Even if you developed complete tolerance, you'd still not have MAO-B, which would mean (at the very least):
- Being immune to Parkinsons
- Higher level of antioxidants in the body
- More dopamine neurons/axons
So even if all of the immediate subjective effects (or cognitive benefits) went away, you'd still be much better off.
These typically list:
- Agitation, but usually only at high daily doses
- Doesn't personally happen to me, I use low doses sublingually, so it may be the metabolites
- General side effects of stimulants, though much much milder
I imagine a small number of people can be sensitive enough to selegiline that the side effects would outweigh the benefits, but this would be extremely rare. Likely people who are sensitive to all stimulants.
I tried to do my best to outline all the associated risks, because it's never a good idea to recommend substances without properly mentioning all negatives.
That said, this is a very safe substance.
Selegiline is an extremely promising drug (more of a supplement actually) that's been known for years, but only recently started to gain popularity for life enhancing purposes. This is partially due to the fear of MAOIs, but as explained above, that's a complete non-issue with selective MAO-Bs such as selegiline. It's a safe way to get a lot of benefits.
It seems that MAO-B is a useless enzyme at this point. We still don't know why it existed, but it may have made sense back when our diets were different and bodies were smaller. The body adapted to external dangers (tyramine — MAO-A, PEA — MAO-B), but these parts of the nervous system are very very old. You may ask why didn't the body get rid of MAO-B, and the answer is likely that living > 60 years was never a priority, being in a high state of fear decreases life quality but
increases increased survival, and that's the state our bodies are stuck in. Evolution is very slow and human progress got extremely fast.
So just like many other things — high anxiety, social pressure, ... — dopamine metabolism over the course of 60+ years is something our bodies didn't yet adapt to.
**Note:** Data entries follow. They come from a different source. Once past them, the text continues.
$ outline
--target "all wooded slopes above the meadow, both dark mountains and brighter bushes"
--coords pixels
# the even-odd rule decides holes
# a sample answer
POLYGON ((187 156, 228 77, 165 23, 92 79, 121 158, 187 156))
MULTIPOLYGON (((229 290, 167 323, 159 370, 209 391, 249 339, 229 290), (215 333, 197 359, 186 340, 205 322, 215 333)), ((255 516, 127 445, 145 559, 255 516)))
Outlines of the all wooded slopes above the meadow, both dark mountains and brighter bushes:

Naturalistic solutions win over modern solutions in 9/10 cases, but there is a place and time for medicines and supplements, and this is one of them. Our ancestors had herbal medicine that we have largely forgotten and are now rediscovering through pharmacological science. We have drugs to treat illnesses which would have been deadly 100 years ago.
Those things help with survival. And the next step after keeping your life is: having a good life.